El concepto de mayor importancia para el ser humano es su libertad. Su
imperio pleno es reciente habida cuenta de que en el siglo XIX todavía
coexistían la esclavitud y la servidumbre.
Para el siglo XX la puja por alcanzarla no cesó. En ciertos países como
Chile y Suiza, son de hace tres cuartos de hora el divorcio y el voto
femenino. En 1943 nos dimos nosotros el voto femenino y esta semana el
mundo se sonrojó de vergüenza ajena al anunciar el monarca saudí que las
mujeres comenzarían a votar.
La lucha por la libertad no se detiene y hoy el mundo aspira a una
política de inclusión global que logre que las declaraciones de justicia
y libertad sean una realidad en el planeta. Un problema que viene ligado
a esta discusión es cómo articular la libertad y dejar de tenerle miedo.

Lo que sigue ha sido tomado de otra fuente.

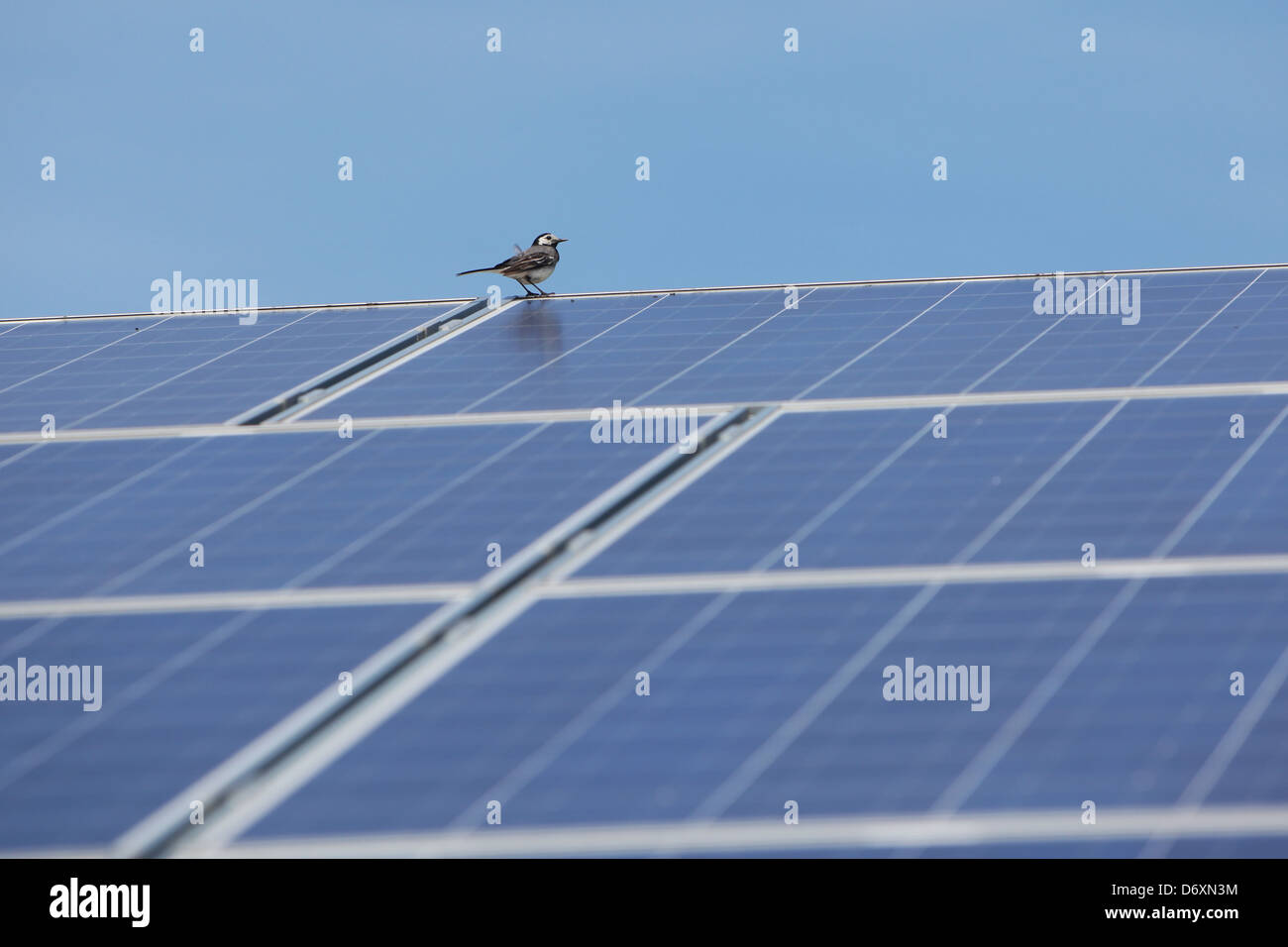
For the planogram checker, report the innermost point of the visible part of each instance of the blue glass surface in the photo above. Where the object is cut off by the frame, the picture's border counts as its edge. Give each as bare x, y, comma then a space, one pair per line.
863, 488
545, 718
844, 342
179, 694
395, 505
147, 369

El miedo a la libertad existe de un modo más atropellador de lo que
imaginamos. John Locke creía en la libertad y en la propiedad privada
como elementos que se complementaban.
La propiedad es la conquista civilizatoria mediante la cual la libertad
se lleva a cabo. Pero debe ser ejercida con la menor interferencia del
Estado. Sin libertad económica toda la literatura constitucional no pasa
de ser papelillo de Carnaval.
En el mundo hispano, el tema del bien común, del desprecio a la
acumulación de riqueza y todas esas mojigangas inventadas por curillas
semiletrados han calado de modo tal que le han otorgado al altanero
Estado la posibilidad de condicionar nuestra vida empresarial con sus
retrecherías habituales.
No olvidemos que en Venezuela las garantías económicas las suspende
Betancourt al día siguiente de la promulgación de la Constitución del 61
y no sería sino hasta el malentendido y extraordinario segundo gobierno
del presidente Carlos Andrés Pérez cuando se restituyan plenamente. Fue
alegría de tísico al momento de las invasiones bárbaras que trajeron
este ineficiente, corrupto pero ya moribundo desgobierno.

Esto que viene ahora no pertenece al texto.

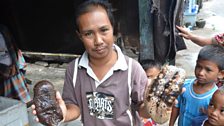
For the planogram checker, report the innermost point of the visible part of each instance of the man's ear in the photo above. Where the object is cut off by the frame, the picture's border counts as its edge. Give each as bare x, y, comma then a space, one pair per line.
79, 35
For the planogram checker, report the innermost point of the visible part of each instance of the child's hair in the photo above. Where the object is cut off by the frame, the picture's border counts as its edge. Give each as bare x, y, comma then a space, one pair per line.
90, 5
214, 53
147, 64
221, 90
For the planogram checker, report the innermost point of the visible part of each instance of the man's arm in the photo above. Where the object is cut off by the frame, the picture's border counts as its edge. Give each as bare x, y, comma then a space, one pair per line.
174, 115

El miedo a la libertad se expresa en el temor a emprender: en preferir
el quince y último de una nómina estatal o estar sujeto a las
derrochadoras misiones de la actualidad. El día que seamos un país de
empresarios, de capitalistas éticos y vigorosos aquí no habrá exclusión
alguna porque nos convertiremos en el motor de nosotros mismos, creando
riqueza y contribuyendo impositivamente a los fines de seguridad,
educación, salud e infraestructura del Estado.
Para ello hay que creer en el capitalismo y sus inobjetables bondades
que, más allá de los propios vaivenes de su dinamismo, se conjugan en
las sociedades prósperas. Que lo diga Chile, que pasó de ser una mísera
franja de socialistas a una nación moderna que hoy exhibe el fruto de
ese empeño colectivo. Se habla de 47% de bancarizados según las cifras
de la Superintendencia de Bancos.
En Chile ronda 70%. Los informales llegan a 45% según el BCV. Frente a
este número debería privar el optimismo porque significa que casi la
mitad de la población laboral no depende del Estado y no le tiene miedo
a la libertad. Pero queda mucho por hacer.

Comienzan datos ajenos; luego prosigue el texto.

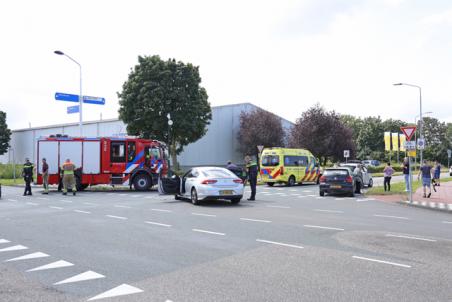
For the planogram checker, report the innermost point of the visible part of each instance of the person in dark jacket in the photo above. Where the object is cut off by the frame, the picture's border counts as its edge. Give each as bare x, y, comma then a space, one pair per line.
27, 173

El próximo gobierno de la Unidad Democrática, así en mayúsculas
celebratorias, debe calibrar el paso hacia una economía competitiva que
desmonte los perversos controles del "ogro filantrópico". Porque no
podemos pasar de este socialismo majunche de los bárbaros a un
socialismo light.
Si el país se quiere subir al tren bala del futuro, convirtámonos en
creativos afirmando el modelo empresarial privado. Que dejen los
precandidatos de temblar ante el capitalismo. Que aprendan a ser libres.
Y que el Gobierno regule pero para asegurar una economía próspera. Basta
ya de socialismos, colectivismos comunales y desperdicios mortecinos que
hemos juntado para caminar a contravía del progreso.